Department of Immunology, Kyungpook National University School of Medicine, Daegu 41944, Republic of Korea.
Department of Physiology, Pusan National University School of Medicine, Yangsan 50612, Republic of Korea.
Sensors (Basel). 2024 Oct 3;24(19):6419. doi: 10.3390/s24196419.

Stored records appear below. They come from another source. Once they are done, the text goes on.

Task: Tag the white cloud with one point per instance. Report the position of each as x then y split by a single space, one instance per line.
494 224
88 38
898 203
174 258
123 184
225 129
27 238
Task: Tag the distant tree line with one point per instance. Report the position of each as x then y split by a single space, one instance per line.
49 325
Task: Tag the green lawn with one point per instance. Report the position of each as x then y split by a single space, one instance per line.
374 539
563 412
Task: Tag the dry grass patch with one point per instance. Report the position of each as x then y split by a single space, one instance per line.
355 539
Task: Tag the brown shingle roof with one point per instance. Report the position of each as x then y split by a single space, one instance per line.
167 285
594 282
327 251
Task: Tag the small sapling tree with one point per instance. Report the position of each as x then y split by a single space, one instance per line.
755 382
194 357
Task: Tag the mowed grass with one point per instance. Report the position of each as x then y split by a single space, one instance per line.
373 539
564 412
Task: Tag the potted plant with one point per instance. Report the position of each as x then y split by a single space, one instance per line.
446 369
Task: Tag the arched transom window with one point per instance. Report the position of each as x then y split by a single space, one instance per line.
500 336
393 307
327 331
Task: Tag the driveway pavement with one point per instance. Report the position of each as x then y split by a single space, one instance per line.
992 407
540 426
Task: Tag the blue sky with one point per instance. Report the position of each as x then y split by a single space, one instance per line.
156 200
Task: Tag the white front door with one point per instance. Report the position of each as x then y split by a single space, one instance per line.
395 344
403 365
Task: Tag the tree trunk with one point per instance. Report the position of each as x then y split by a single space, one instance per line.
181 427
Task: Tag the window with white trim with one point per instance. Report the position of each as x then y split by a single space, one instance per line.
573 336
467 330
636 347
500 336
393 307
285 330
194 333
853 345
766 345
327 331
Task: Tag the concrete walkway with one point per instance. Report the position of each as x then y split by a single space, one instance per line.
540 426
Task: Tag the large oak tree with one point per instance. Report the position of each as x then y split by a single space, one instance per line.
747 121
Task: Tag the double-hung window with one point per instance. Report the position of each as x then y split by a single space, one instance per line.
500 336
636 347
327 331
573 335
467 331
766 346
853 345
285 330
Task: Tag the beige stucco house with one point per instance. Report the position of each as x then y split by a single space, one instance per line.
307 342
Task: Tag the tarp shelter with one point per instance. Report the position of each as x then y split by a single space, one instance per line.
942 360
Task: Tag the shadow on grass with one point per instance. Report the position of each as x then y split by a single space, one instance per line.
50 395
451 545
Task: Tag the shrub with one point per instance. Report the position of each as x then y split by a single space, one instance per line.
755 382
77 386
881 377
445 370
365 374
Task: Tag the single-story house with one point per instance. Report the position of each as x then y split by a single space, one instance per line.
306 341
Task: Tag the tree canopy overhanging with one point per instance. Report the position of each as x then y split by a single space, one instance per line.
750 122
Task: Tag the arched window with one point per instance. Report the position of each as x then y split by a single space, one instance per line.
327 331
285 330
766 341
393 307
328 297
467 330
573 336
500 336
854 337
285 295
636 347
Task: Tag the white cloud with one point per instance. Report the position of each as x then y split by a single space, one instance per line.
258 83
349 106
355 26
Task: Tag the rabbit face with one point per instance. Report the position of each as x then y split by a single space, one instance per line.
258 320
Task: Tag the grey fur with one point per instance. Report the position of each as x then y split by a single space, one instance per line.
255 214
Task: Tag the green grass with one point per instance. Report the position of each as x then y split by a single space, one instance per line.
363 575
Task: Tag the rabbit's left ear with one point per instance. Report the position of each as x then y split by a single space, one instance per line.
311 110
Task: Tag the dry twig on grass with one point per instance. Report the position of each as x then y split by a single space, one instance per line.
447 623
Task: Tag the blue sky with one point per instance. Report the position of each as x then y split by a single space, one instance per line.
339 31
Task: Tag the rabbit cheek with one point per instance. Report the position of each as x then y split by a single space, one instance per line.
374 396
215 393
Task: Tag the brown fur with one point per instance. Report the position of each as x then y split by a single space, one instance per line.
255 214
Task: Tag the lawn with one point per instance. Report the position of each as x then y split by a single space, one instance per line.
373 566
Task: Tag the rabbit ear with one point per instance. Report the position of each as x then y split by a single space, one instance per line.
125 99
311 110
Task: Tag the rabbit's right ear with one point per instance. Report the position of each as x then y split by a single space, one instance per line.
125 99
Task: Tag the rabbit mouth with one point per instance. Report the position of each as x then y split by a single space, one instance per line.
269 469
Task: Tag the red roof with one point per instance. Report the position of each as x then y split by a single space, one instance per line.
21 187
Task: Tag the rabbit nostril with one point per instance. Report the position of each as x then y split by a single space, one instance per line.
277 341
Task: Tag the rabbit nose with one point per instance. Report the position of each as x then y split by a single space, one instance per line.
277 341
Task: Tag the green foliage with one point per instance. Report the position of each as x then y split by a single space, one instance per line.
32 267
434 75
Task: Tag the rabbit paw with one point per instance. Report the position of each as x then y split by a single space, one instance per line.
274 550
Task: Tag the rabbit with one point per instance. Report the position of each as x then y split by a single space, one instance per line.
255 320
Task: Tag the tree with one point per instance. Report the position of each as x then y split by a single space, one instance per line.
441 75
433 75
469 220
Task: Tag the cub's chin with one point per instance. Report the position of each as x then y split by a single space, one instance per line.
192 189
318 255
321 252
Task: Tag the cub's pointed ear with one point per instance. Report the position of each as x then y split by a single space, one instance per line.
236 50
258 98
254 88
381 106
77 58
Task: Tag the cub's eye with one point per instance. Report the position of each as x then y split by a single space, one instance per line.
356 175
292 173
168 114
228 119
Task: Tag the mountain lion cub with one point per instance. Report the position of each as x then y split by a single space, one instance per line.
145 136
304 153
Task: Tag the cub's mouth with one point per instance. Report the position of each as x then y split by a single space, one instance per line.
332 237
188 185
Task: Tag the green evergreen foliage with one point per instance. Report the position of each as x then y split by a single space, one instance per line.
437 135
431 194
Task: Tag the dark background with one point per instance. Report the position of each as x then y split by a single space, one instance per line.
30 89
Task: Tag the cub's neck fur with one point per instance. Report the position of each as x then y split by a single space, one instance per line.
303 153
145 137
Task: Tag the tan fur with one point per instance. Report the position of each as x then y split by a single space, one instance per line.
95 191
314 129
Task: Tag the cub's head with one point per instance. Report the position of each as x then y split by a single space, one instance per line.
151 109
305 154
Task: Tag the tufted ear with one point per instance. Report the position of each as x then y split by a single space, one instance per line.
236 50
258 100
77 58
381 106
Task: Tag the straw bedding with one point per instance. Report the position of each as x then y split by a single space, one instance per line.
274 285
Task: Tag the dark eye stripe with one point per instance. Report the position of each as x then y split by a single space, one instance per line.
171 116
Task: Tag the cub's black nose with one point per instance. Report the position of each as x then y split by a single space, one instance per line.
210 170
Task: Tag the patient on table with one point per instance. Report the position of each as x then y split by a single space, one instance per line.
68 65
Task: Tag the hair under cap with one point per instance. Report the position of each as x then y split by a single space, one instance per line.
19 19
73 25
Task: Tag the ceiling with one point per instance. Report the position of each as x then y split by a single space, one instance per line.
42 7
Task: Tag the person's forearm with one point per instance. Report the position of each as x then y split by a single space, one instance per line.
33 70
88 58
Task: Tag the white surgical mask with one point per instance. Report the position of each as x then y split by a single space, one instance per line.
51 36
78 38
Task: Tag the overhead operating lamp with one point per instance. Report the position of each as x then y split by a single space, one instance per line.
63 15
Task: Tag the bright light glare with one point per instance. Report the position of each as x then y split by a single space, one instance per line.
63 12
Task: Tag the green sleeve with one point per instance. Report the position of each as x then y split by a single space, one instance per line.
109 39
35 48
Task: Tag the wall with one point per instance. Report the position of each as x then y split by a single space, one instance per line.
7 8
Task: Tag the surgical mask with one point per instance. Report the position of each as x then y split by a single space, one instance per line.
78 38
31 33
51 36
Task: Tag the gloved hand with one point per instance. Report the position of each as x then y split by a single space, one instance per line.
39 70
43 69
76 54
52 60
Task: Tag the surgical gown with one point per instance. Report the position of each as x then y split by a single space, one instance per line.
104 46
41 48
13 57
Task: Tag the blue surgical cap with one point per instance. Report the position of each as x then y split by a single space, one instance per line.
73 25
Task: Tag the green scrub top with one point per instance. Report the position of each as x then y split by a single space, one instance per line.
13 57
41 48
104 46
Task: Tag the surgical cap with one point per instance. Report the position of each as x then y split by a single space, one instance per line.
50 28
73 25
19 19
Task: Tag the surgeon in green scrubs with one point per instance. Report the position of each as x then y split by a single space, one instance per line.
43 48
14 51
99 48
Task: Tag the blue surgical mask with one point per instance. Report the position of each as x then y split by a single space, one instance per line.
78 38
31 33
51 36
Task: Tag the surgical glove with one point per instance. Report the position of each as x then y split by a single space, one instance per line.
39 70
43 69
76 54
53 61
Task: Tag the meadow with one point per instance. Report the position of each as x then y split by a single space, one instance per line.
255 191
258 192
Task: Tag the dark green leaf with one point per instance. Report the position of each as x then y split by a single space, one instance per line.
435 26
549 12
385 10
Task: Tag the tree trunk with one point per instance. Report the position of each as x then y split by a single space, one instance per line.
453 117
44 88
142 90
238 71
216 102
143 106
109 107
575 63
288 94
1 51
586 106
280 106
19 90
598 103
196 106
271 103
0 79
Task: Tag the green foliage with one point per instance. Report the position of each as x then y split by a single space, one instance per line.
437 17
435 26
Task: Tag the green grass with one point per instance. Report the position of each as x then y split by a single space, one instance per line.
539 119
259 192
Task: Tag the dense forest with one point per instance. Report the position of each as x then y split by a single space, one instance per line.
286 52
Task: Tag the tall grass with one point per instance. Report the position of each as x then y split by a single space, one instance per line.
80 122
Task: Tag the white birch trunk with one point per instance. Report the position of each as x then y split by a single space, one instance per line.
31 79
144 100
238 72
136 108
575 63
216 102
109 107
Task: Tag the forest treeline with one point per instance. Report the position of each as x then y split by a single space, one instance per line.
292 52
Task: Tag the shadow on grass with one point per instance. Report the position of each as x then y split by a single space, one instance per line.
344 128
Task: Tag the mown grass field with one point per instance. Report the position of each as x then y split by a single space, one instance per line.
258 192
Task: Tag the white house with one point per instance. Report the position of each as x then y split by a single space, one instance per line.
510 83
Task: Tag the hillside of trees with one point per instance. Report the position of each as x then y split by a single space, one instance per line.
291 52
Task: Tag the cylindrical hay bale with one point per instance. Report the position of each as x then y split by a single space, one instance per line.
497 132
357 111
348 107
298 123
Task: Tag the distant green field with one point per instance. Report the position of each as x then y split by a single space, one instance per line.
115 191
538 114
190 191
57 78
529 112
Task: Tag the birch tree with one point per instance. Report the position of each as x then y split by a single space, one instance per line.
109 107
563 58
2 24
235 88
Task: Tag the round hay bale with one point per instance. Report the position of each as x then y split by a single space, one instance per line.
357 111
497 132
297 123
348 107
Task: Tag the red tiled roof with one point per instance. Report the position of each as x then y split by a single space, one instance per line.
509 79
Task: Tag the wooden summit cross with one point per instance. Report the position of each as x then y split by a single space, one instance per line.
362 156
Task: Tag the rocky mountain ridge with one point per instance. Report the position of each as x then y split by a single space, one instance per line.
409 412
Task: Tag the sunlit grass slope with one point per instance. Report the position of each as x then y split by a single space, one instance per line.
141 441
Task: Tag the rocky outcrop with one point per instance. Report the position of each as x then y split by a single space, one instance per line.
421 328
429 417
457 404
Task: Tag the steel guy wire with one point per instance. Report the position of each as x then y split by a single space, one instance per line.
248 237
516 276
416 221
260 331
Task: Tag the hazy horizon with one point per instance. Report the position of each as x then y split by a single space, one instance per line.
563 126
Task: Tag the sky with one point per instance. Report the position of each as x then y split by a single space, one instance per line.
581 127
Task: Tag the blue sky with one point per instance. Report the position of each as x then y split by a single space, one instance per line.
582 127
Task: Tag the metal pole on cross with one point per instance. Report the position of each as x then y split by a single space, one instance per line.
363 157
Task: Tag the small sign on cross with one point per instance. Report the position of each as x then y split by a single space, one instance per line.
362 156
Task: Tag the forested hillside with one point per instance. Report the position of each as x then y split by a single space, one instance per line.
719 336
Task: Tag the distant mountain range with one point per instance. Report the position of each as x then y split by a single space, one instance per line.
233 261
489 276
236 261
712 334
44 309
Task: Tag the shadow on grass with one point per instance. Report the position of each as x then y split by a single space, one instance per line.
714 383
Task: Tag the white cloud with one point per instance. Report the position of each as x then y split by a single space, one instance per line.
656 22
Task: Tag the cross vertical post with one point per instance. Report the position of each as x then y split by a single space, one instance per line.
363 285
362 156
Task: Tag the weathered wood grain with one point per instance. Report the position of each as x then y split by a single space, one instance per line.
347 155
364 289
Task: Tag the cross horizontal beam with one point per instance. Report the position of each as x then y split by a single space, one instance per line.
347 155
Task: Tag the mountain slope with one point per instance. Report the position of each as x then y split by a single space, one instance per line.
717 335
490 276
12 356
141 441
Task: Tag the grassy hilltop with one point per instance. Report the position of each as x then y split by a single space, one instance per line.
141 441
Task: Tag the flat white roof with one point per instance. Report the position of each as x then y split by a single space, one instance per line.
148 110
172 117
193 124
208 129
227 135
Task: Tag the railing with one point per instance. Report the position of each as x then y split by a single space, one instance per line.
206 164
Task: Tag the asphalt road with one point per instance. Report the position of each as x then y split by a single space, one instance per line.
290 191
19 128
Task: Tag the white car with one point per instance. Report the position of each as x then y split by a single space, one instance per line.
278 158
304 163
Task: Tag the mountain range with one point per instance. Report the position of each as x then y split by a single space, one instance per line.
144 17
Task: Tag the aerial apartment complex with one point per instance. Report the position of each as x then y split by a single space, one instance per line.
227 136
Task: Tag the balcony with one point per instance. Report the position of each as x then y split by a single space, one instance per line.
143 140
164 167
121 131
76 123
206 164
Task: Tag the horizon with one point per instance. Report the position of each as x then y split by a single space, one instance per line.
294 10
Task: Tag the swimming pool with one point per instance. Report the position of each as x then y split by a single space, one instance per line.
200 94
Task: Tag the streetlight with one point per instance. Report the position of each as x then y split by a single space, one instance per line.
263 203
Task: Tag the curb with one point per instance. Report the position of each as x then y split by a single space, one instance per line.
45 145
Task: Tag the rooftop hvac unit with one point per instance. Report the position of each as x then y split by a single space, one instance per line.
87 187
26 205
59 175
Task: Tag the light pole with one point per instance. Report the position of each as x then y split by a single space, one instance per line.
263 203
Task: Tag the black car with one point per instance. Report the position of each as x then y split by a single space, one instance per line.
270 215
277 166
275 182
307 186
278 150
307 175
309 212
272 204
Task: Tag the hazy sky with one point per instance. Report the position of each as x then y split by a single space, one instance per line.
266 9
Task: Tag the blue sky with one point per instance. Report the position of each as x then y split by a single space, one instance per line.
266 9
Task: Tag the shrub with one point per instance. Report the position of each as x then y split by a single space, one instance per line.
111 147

In this study, we investigate the adaptability of artificial agents within a noisy T-maze that use Markov decision processes (MDPs) and successor feature (SF) and predecessor feature (PF) learning algorithms. Our focus is on quantifying how varying the hyperparameters, specifically the reward learning rate (αr) and the eligibility trace decay rate (λ), can enhance their adaptability. Adaptation is evaluated by analyzing the hyperparameters of cumulative reward, step length, adaptation rate, and adaptation step length and the relationships between them using Spearman's correlation tests and linear regression. Our findings reveal that an αr of 0.9 consistently yields superior adaptation across all metrics at a noise level of 0.05. However, the optimal setting for λ varies by metric and context. In discussing these results, we emphasize the critical role of hyperparameter optimization in refining the performance and transfer learning efficacy of learning algorithms. This research advances our understanding of the functionality of PF and SF algorithms, particularly in navigating the inherent uncertainty of transfer learning tasks. By offering insights into the optimal hyperparameter configurations, this study contributes to the development of more adaptive and robust learning algorithms, paving the way for future explorations in artificial intelligence and neuroscience.
在这项研究中,我们研究了在使用马尔可夫决策过程 (MDP) 和后继特征 (SF) 和前继特征 (PF) 学习算法的嘈杂 T 迷宫中,人工代理的适应性。我们的重点是量化改变超参数,特别是奖励学习率 (αr) 和资格迹衰减率 (λ),如何增强它们的适应性。通过分析累积奖励、步长、适应率和适应步长的超参数,以及使用 Spearman 相关检验和线性回归分析它们之间的关系,来评估适应能力。我们的研究结果表明,在噪声水平为 0.05 时,αr 为 0.9 始终在所有指标上产生优越的适应能力。然而,λ 的最佳设置因指标和上下文而异。在讨论这些结果时,我们强调了超参数优化在改进学习算法的性能和迁移学习效果方面的关键作用。这项研究增进了我们对 PF 和 SF 算法功能的理解,特别是在处理迁移学习任务中的固有不确定性方面。通过提供有关最佳超参数配置的见解,本研究有助于开发更具适应性和鲁棒性的学习算法,为人工智能和神经科学的未来探索铺平道路。